Kampus ternama ini mendapat kritikan tajam dari mahasiswa dan masyarakat luas setelah informasi menyebutkan bahwa mahasiswa penerima beasiswa UKT diharuskan bekerja paruh waktu untuk kampus dalam berbagai kegiatan.

Menurut informasi yang beredar, mahasiswa yang menerima pengurangan UKT melalui beasiswa tersebut diminta mengisi tautan Google Form sebagai bagian dari proses 'magang' untuk kebutuhan kampus. Kebijakan ini menimbulkan kontroversi dan memicu respons negatif, terutama di kalangan mahasiswa.

"ITB membuat kebijakan kepada seluruh mahasiswa ITB yang menerima beasiswa UKT, yaitu beasiswa dalam bentuk pengurangan UKT, diwajibkan melakukan kerja paruh waktu untuk ITB. Kebijakan ini adalah untuk memberikan kesempatan kepada mahasiswa penerima beasiswa UKT berkontribusi kepada ITB," demikian bunyi surat elektronik (email) resmi dari pihak kampus yang tersebar di media sosial.

Dalam email tersebut, mahasiswa penerima beasiswa diminta untuk mengisi tautan Google Form yang harus diserahkan paling lambat pada Jumat (27/9/2024) pukul 19.00 WIB. Kewajiban ini mencakup semua mahasiswa yang mendapat beasiswa UKT dan bertujuan untuk membantu operasional kampus.

Namun, kebijakan ini langsung mendapat reaksi keras dari para mahasiswa, salah satunya Ketua Kabinet Keluarga Mahasiswa (KM) ITB, Fidela Mawa Huwaida.
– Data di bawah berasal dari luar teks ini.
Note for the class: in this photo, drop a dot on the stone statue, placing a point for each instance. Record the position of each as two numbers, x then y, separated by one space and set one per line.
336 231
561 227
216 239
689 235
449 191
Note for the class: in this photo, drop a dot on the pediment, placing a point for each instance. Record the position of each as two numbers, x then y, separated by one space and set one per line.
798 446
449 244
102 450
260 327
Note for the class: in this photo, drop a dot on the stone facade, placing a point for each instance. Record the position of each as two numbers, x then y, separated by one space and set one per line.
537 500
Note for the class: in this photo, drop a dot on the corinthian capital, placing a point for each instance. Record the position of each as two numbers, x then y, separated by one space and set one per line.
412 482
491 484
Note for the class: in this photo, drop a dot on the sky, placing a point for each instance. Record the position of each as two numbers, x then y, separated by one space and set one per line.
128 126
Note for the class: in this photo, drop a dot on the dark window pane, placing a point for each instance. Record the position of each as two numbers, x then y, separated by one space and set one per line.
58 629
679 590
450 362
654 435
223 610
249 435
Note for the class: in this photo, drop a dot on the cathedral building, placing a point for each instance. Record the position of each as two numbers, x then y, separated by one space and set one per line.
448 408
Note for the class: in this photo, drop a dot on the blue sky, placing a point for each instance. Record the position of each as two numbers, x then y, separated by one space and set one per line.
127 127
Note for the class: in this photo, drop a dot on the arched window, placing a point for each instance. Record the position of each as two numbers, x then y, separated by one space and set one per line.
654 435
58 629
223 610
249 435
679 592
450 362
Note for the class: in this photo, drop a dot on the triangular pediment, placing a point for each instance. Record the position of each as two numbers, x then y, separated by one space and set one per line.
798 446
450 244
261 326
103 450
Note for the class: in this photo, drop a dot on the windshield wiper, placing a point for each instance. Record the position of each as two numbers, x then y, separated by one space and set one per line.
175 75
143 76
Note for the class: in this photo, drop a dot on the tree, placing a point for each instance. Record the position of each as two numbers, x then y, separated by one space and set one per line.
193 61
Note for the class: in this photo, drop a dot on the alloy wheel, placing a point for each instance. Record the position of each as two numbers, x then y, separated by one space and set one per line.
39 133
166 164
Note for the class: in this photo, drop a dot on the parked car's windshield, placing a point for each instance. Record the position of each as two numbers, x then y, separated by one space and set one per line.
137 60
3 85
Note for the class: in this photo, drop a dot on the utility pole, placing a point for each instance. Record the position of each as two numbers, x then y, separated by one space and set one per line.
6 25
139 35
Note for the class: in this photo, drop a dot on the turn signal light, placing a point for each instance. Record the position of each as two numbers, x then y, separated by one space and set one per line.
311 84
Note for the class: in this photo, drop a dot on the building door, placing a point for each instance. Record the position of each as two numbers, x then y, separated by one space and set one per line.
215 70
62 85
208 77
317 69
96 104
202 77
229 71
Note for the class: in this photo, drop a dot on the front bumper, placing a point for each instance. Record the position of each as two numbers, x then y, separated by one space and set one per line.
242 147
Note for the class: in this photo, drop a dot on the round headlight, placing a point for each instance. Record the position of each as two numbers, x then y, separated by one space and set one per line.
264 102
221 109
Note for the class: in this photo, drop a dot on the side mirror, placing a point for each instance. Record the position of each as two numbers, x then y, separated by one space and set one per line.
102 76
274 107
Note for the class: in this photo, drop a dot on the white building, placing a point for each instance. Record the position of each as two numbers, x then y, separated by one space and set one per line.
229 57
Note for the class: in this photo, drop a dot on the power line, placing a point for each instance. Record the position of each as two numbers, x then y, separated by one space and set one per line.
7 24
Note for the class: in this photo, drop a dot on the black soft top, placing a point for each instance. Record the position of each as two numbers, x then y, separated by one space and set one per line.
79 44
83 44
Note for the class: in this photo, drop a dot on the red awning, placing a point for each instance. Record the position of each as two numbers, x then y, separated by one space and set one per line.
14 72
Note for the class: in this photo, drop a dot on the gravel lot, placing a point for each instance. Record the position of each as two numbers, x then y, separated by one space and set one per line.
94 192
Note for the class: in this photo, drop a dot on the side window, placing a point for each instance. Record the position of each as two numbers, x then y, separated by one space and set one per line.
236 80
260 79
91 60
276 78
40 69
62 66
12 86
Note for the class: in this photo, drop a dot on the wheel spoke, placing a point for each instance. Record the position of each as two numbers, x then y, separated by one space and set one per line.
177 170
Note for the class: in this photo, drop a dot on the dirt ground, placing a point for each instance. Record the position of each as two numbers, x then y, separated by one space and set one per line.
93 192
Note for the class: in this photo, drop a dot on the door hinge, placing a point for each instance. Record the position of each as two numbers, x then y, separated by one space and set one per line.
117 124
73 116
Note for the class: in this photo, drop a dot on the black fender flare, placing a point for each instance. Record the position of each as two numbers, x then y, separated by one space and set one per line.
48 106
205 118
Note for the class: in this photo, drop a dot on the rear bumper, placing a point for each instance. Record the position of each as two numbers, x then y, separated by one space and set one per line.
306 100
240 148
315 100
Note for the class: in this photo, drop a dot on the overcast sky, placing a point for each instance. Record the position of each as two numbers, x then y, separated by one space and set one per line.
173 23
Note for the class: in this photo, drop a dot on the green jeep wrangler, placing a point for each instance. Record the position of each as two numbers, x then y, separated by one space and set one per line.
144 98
Fidela menyatakan kekecewaannya atas kebijakan kampusnya yang dinilai tidak adil tersebut. Menurutnya, kebijakan ini memperlihatkan bahwa ITB tidak sepenuhnya ikhlas dalam memberikan keringanan UKT.

"Hal ini jelas memperlihatkan bahwa ITB tidak ikhlas dalam memberikan keringanan UKT bagi teman-teman mahasiswa. Padahal, mendapatkan pendidikan dengan biaya yang terjangkau merupakan hak mahasiswa," kata Fidela dalam siaran persnya.

Ia menambahkan, kebijakan ini semakin memperburuk kondisi mahasiswa yang sudah kesulitan mendapatkan keringanan UKT. Selain itu, adanya ancaman evaluasi ulang proses pengajuan keringanan UKT makin memperlihatkan ketidakpedulian pihak kampus terhadap kesejahteraan mahasiswa.

"Adanya ancaman untuk mengevaluasi ulang proses pengajuan keringanan UKT yang diajukan mahasiswa ITB juga menjadi bukti ketidakikhlasan ITB dalam memenuhi kewajibannya untuk menyediakan pendidikan yang layak dan terjangkau," tegas Fidela.

Ia juga menjelaskan bahwa email tersebut menyertakan dua tautan Google Form yang ditujukan kepada mahasiswa penerima dan non-penerima beasiswa UKT. Namun, setelah isu ini mencuat dan menuai protes, kedua formulir tersebut segera ditutup oleh pihak kampus ITB.

Sebagai respons awal, Fidela dan timnya berencana untuk segera mengadakan pertemuan dengan Direktur Pendidikan ITB, Dr. Techn. Ir. Arief Hariyanto, guna membahas kebijakan tersebut.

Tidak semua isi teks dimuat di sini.